Dominika Kuczyńska zadba o figury koleżanek z Białegostoku
Dlaczego Dominika Kuczyńska zrezygnowała z szansy gry w europejskich pucharach z Centrostalem Bydgoszcz i chętnie przystała na ofertę Pronaru Zeto Astwa AZS Białystok? Ponieważ teraz może zostać doktorem.
Kuczyńska nie będzie nikogo, przynajmniej dosłownie, „leczyć”, choć naukową karierę ma kontynuować na Uniwersytecie Medycznym, najbardziej prestiżowej uczelni w stolicy Podlasia. Zacznie studia doktoranckie – jej specjalność to dietetyka i żywienie.
- Z tej dziedziny robiłam specjalizację na Akademii Wychowania Fizycznego. To moja wielka pasja – mówi Kuczyńska. - Białystok przede wszystkim skusił mnie możliwościami dalszego rozwoju naukowego. A przyszłość jest dla mnie bardzo ważna.
Podlasie ma wiele do zaoferowania, jeśli chodzi o kulinarne szaleństwa. Jednak najsmaczniejsze potrawy z reguły są… kaloryczne.
- Słyszałam, że kuchnia kresowa jest znakomita. Obiecuję, że zadbam o linię swoją i koleżanek.

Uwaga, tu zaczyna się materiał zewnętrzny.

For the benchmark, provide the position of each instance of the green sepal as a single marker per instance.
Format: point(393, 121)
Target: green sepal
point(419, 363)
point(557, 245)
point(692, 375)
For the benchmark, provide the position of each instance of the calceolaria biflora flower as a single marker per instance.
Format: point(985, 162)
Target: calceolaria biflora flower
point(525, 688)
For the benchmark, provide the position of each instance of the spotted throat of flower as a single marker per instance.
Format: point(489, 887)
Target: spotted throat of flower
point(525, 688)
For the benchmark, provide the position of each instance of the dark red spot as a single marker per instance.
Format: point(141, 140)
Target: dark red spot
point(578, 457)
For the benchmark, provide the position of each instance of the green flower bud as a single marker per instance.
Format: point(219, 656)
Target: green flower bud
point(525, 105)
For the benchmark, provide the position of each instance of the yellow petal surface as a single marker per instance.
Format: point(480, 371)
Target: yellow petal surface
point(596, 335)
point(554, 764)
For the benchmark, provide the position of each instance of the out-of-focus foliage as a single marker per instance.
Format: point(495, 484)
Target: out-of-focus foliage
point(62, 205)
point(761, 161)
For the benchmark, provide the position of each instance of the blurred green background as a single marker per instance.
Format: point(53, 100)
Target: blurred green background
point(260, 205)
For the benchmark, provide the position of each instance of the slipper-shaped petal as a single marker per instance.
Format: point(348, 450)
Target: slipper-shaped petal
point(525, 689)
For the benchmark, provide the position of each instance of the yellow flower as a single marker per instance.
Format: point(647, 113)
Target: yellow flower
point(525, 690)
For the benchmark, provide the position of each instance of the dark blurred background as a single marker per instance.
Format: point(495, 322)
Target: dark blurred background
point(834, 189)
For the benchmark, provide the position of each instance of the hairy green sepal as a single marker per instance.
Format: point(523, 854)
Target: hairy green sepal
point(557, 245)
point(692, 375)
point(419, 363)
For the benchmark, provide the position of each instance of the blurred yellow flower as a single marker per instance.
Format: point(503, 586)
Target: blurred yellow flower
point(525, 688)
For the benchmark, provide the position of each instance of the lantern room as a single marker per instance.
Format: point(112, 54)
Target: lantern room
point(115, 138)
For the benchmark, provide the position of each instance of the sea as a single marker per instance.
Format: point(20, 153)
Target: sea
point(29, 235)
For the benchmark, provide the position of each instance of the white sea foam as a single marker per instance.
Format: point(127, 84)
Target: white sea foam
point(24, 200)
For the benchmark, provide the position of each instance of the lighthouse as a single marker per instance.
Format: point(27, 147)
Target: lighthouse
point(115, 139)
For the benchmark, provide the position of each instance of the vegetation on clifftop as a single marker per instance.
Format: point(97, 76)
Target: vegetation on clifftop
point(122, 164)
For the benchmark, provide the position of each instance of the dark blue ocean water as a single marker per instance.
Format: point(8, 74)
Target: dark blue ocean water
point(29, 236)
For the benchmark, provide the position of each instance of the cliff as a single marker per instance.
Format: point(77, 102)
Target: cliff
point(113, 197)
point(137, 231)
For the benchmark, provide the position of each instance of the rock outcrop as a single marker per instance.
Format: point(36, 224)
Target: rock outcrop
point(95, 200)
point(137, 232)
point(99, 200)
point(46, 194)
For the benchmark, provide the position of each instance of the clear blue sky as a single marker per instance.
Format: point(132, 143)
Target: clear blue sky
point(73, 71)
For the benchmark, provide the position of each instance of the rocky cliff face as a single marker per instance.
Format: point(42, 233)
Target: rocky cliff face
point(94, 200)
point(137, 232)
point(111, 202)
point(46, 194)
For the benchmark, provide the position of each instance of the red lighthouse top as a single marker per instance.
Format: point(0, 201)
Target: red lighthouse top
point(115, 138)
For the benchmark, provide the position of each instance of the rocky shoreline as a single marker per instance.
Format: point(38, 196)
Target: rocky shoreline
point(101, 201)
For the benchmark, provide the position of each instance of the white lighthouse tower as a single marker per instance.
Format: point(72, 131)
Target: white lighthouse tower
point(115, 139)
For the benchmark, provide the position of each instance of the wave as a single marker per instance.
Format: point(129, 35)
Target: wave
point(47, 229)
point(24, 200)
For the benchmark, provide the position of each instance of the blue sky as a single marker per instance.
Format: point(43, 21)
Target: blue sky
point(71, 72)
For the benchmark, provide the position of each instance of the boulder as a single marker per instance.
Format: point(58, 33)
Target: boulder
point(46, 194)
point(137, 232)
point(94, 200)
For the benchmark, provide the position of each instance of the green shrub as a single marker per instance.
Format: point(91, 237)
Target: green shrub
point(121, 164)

Zmodyfikuję potrawy tak, by były dietetyczne – żartuje najwyższa obecnie siatkarka w białostockim zespole.
Póki co, śniadania, obiady i kolacje Dominika, wraz z drużyną spożywa w Międzybrodziu Bialskim. W czwartek ekipa Wiesława Czai udała się w długą podróż do miejscowości położonej w województwie śląskim na dwutygodniowy obóz. Z drużyną nie pojechały zawodniczki leczące kontuzje, m. in. Magdalena Godos, Katarzyna Wysocka i Małgorzata Cieśla. W Międzybrodziu pojawią się natomiast dwie siatkarki na testach, prawdopodobnie pochodzące z południowej części Europy. Swoje umiejętności będą mogły pokazać podczas nielicznych zajęć z piłką.
- Przede wszystkim popracujemy mocno nad wytrzymałością i siłą. Na grę z piłkami przyjdzie jeszcze czas, liga startuje dopiero w grudniu – mówi drugi trener Pronaru Zeto Astwa AZS, Szymon Zejer.
Pierwszy sprawdzian formy czeka białostockie siatkarki podczas Akademickich Mistrzostw Polski, zaplanowanych na koniec sierpnia w Częstochowie. Będą tam bronić złotego medalu zdobytego rok temu.